Last year was a bumper year for bond returns, with the FTSE/JSE All Bond Index (ALBI) delivering 17.3%. With CPI averaging 4.4% for 2024, it means that bond investors saw a 12.9% real return for the year, well in excess of the asset class’s long-term average real return of between 2% and 3% p.a.
Bond markets can be surprisingly volatile
While bonds are considered to be less risky than equities in the long run, this does not mean that they are exempt from volatility in the short term. The CBOE Volatility (VIX) Index is often cited as an important indicator of ‘fear’ (or sentiment) in equity markets. It measures the market’s expected 30-day future volatility by analysing the prices of S&P 500 Index call and put options. Bond markets have their own metric called the Merrill Lynch Option Volatility Estimate (MOVE) Index, and although it is less well-known than the equity market equivalent, it provides an indication of expected volatility in the US bond market. It should be clear that bond markets can be as susceptible to bouts of volatility as equity markets.
Volatility indices: Stocks and bonds
Sources: PSG Asset Management and Bloomberg
For this reason, many income investors equate managing risk within their portfolios with keeping volatility as low as possible. Investors into well-diversified, professionally managed income funds should rightfully expect a smoother return profile than what is available in the bond market itself. However, there are dangers to constructing an investment portfolio with low volatility as the primary goal, or using volatility as the key indicator of risk in a fixed income portfolio.

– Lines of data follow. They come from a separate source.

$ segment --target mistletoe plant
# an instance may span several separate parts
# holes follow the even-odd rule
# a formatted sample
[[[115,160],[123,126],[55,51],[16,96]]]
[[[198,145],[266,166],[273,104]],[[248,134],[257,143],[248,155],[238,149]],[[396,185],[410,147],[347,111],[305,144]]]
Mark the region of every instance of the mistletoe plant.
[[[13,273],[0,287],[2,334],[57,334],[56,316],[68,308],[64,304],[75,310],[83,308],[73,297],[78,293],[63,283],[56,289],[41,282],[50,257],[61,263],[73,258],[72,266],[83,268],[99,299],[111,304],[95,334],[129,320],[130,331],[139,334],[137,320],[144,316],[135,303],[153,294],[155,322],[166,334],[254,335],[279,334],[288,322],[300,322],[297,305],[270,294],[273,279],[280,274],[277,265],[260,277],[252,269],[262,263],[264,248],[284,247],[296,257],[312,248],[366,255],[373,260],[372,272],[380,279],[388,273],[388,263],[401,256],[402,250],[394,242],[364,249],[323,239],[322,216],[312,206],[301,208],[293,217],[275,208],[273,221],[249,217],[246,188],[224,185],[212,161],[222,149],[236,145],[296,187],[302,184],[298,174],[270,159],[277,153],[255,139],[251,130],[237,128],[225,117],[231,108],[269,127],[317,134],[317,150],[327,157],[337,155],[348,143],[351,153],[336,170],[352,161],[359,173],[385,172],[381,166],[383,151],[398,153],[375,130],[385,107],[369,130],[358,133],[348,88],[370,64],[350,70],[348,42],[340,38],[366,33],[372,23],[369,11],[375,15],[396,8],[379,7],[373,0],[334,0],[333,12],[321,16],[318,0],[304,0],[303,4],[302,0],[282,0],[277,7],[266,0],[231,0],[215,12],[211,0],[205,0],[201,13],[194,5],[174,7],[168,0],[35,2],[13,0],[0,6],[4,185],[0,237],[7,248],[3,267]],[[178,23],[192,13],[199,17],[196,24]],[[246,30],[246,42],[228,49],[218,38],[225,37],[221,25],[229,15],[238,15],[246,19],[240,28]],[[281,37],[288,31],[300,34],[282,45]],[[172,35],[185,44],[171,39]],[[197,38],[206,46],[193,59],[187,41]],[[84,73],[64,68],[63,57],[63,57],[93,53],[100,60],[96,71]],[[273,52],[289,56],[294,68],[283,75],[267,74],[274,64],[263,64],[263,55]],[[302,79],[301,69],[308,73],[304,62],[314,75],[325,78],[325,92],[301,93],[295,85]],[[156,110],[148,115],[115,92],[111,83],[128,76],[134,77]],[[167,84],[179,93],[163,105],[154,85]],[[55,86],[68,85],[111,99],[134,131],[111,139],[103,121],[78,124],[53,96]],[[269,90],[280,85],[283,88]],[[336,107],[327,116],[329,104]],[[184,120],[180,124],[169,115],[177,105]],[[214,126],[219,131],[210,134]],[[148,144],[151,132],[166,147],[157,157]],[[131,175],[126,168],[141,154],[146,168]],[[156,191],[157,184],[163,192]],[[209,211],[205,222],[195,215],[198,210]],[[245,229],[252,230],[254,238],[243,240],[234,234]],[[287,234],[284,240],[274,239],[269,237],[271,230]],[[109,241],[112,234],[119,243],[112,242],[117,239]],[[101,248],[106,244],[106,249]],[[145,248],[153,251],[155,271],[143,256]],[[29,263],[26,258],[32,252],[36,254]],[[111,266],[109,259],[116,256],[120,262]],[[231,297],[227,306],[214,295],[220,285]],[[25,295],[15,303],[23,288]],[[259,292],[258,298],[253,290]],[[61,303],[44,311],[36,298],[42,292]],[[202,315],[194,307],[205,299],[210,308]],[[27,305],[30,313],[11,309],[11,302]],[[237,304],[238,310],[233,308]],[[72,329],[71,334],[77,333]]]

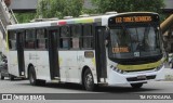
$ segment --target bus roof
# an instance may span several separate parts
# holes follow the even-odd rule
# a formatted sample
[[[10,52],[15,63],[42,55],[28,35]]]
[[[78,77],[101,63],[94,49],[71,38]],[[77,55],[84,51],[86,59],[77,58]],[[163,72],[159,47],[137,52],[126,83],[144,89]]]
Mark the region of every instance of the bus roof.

Instruments that don’t mark to market have enjoyed a popularity boom
In recent years, we have seen a rise in the use of instruments that do not mark to market in fixed income portfolios. These include private debt instruments, and credit-linked and structured notes. In many cases, these instruments offer an enticing yield, but undoubtedly a large part of their attraction lies in the ‘less volatile’ return profile they contribute to portfolios. Consequently, credit-linked notes (CLNs) and structured notes have grown in popularity over the last few years, reaching R60bn in issuance in 2024.